Moles, voles and nibblers:

Moles and voles leave a shallow tunnel near the surface of the ground because they are looking for roots to nibble on. Often the sign of a mole in the garden is a wilted plant that when pulled has significant root damage. Using garlic to combat mole, voles and gophers is a positive and non-toxic way to keep nibbling pests out of the garden.

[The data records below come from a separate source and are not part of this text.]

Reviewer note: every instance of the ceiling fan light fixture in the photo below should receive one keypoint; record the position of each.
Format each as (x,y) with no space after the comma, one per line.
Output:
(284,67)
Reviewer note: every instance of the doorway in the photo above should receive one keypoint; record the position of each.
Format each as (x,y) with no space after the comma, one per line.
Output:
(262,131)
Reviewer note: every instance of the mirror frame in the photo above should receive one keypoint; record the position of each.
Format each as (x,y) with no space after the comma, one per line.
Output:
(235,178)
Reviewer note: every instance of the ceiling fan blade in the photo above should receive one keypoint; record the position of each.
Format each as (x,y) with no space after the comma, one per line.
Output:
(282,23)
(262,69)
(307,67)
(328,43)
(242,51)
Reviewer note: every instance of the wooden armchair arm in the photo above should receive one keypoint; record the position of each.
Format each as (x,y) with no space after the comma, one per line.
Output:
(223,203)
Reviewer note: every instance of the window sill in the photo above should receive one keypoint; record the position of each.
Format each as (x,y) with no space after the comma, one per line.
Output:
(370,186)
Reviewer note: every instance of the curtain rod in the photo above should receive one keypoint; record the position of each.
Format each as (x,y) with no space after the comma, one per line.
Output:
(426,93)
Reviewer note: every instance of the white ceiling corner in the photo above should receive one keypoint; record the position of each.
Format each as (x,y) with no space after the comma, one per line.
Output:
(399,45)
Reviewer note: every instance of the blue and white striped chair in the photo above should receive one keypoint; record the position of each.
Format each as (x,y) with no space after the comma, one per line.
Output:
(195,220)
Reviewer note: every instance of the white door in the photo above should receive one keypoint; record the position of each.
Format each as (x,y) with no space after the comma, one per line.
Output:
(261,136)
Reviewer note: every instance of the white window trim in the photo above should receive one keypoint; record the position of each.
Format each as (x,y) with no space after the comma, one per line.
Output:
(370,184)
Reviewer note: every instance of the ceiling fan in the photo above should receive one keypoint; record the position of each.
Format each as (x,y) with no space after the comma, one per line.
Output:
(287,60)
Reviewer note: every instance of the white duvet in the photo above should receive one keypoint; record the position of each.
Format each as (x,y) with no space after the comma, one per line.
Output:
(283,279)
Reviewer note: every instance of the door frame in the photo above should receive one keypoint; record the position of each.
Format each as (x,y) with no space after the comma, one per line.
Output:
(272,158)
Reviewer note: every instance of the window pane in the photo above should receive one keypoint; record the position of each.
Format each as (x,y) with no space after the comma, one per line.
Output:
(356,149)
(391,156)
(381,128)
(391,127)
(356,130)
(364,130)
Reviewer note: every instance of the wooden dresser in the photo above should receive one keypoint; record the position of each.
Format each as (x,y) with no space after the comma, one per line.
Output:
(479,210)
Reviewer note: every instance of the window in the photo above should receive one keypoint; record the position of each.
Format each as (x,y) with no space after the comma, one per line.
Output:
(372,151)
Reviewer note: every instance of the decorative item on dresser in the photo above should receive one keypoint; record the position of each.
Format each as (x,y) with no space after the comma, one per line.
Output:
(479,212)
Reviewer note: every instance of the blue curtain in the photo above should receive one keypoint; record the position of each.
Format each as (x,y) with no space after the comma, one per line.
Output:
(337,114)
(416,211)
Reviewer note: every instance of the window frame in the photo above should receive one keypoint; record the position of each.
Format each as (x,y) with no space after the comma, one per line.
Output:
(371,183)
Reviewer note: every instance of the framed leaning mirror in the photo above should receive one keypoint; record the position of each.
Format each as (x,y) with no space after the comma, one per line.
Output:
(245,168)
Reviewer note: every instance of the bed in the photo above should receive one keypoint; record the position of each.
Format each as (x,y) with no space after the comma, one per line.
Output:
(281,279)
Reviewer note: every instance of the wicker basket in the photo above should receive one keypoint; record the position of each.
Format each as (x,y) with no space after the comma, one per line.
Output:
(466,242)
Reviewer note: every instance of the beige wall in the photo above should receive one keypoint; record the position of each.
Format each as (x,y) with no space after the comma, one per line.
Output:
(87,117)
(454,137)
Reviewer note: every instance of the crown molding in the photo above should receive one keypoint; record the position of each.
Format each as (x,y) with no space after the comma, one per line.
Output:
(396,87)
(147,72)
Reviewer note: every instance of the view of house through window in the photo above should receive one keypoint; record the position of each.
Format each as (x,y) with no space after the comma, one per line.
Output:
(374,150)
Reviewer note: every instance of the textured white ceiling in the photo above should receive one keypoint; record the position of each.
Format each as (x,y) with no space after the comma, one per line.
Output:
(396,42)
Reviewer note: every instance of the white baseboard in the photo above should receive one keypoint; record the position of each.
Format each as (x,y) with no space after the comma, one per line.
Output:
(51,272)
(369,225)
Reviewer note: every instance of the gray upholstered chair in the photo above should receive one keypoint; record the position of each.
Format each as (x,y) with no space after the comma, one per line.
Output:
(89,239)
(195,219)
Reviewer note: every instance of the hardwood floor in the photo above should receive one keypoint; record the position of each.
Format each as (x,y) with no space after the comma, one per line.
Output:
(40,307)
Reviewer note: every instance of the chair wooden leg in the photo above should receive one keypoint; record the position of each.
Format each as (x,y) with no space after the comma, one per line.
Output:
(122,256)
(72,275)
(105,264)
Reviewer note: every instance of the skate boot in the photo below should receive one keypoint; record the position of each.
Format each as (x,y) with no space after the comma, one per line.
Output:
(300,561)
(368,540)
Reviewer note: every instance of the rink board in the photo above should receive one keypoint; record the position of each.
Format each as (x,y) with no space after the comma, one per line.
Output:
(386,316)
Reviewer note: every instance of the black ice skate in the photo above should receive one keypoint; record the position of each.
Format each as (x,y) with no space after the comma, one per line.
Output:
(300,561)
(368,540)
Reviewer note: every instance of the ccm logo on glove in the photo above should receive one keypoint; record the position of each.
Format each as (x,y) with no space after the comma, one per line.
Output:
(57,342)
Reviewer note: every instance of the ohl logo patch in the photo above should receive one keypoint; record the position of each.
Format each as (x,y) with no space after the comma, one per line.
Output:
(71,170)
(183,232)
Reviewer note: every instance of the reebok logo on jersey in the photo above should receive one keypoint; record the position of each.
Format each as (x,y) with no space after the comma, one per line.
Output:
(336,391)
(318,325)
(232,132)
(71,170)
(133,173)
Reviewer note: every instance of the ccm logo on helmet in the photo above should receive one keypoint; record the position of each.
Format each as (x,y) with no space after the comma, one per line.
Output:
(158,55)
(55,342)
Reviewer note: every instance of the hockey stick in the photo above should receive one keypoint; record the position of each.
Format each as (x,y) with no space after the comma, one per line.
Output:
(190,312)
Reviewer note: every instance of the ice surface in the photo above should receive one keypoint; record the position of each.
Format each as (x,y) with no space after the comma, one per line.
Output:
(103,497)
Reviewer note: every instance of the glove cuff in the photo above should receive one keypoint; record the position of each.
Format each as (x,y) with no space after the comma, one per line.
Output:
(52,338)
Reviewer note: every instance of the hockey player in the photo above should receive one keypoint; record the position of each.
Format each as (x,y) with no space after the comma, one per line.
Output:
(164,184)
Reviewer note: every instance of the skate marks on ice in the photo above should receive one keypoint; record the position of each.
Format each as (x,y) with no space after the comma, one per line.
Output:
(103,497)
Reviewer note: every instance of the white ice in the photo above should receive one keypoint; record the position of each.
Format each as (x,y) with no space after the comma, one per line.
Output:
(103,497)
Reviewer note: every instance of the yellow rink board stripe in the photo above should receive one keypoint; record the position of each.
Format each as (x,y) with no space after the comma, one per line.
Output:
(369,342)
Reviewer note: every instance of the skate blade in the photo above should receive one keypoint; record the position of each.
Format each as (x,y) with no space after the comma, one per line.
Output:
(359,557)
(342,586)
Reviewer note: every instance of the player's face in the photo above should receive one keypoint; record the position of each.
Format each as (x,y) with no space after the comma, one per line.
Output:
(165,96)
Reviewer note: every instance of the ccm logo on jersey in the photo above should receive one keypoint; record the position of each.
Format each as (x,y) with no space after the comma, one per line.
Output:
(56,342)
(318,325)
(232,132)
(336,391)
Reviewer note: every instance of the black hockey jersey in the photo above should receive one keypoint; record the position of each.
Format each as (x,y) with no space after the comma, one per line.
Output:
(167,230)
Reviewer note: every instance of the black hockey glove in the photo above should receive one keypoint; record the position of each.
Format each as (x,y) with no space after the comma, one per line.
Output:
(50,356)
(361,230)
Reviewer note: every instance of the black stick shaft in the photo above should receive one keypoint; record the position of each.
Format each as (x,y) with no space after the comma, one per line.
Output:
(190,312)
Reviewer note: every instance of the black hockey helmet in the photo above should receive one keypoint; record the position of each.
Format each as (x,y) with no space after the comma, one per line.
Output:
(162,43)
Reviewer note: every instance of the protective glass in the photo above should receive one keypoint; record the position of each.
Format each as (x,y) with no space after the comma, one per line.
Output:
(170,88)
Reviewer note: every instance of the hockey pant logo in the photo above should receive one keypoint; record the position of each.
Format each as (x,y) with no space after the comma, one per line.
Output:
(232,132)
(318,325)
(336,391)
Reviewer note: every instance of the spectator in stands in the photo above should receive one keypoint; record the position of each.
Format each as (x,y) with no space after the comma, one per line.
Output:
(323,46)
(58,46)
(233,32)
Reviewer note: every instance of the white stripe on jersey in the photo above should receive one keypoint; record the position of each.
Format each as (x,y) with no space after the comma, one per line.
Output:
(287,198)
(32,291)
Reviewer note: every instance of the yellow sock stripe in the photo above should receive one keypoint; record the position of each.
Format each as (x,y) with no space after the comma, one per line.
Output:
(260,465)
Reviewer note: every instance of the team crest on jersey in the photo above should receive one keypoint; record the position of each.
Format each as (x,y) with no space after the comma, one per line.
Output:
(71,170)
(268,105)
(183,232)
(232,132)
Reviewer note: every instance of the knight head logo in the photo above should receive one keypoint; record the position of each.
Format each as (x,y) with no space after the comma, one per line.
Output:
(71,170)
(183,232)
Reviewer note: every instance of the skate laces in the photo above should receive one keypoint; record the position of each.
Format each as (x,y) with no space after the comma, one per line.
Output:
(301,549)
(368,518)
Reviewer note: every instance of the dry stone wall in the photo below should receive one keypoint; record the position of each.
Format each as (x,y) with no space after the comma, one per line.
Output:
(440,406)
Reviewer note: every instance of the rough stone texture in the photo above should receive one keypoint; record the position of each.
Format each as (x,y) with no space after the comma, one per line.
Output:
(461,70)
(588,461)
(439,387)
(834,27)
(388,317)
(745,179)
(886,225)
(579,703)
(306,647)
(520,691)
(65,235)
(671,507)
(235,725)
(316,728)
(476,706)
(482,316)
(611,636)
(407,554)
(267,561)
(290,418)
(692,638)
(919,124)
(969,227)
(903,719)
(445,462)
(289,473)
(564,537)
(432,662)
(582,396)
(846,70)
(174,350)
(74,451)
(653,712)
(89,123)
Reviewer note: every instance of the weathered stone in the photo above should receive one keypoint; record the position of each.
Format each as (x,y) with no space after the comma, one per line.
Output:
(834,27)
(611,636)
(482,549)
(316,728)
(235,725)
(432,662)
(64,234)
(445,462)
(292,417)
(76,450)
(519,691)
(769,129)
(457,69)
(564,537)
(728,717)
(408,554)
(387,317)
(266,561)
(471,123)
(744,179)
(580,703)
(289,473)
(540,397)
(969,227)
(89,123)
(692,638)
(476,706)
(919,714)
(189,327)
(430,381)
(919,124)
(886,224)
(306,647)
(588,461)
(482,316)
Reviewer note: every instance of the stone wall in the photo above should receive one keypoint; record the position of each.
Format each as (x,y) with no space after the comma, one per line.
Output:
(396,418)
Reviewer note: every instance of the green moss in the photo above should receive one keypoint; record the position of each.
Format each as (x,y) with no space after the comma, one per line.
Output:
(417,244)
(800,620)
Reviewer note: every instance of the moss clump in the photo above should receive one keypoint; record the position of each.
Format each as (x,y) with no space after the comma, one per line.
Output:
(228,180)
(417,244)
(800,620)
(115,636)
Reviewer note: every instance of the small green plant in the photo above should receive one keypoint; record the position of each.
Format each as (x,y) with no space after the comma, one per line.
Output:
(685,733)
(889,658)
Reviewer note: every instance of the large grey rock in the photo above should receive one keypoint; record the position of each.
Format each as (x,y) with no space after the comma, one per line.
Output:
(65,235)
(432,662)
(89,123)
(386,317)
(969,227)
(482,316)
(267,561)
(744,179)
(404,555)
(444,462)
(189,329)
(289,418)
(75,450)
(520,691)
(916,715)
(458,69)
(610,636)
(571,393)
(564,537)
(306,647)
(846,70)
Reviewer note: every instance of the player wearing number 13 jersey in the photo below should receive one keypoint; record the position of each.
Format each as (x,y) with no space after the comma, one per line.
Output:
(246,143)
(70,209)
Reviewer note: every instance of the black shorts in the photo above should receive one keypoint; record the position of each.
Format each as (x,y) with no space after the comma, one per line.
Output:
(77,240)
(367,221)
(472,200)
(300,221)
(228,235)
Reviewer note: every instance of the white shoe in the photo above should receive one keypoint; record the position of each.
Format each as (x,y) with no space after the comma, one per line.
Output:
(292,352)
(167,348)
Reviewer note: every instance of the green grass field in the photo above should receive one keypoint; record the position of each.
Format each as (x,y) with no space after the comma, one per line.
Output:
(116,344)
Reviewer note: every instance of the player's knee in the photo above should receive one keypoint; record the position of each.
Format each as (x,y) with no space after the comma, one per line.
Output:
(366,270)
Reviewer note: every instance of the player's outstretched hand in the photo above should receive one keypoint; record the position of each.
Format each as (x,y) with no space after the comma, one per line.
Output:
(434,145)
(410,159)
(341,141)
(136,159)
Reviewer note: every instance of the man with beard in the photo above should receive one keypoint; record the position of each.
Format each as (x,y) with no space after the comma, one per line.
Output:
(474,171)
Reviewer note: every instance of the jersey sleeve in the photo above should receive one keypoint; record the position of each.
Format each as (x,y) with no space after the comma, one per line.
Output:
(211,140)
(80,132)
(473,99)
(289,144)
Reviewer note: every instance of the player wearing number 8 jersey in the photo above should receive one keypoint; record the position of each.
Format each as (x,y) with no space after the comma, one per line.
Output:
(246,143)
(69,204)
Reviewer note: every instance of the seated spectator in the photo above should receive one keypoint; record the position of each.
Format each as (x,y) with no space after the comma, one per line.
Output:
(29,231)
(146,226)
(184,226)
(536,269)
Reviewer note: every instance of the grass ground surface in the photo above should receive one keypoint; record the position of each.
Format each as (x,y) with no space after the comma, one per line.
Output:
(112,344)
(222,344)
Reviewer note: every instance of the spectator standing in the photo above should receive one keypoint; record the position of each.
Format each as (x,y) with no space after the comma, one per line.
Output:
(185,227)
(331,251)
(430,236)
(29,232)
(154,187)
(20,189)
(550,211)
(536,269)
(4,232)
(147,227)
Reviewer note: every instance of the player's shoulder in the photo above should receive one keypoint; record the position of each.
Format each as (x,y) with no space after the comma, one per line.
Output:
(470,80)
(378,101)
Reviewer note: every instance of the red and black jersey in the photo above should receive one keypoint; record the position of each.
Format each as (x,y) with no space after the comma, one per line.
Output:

To Prepare: Use whole or crushed garlic and place directly into their tunnels. The odor of garlic is very strong to their sensitive nose and this will encourage them abandon the area. Garlic plants also work as a great deterrent so planting garlic as a companion plant is helpful to eliminate a mole or vole problem before it even begins. Using garlic water for plants can also work as a tonic that seeps into the soil and disrupts the harmful denizens that may abide there. Gophers, moles and voles will avoid digging in dirt that is treated with garlic water. The recipe for garlic water is located at the bottom of the page.

Garlic water for pests:

Aphids, stink bugs and harlequin cabbage bugs can really destroy crops around the garden. To help keep pests off plants use a spritzer bottle and garlic water to douse plants before or during an infestation. Garlic has many positive properties that bugs (and some people) do not like. Garlic water is an easy and simple way to rid your plants of pests without using harmful chemicals that may be toxic or may leech into the ground water.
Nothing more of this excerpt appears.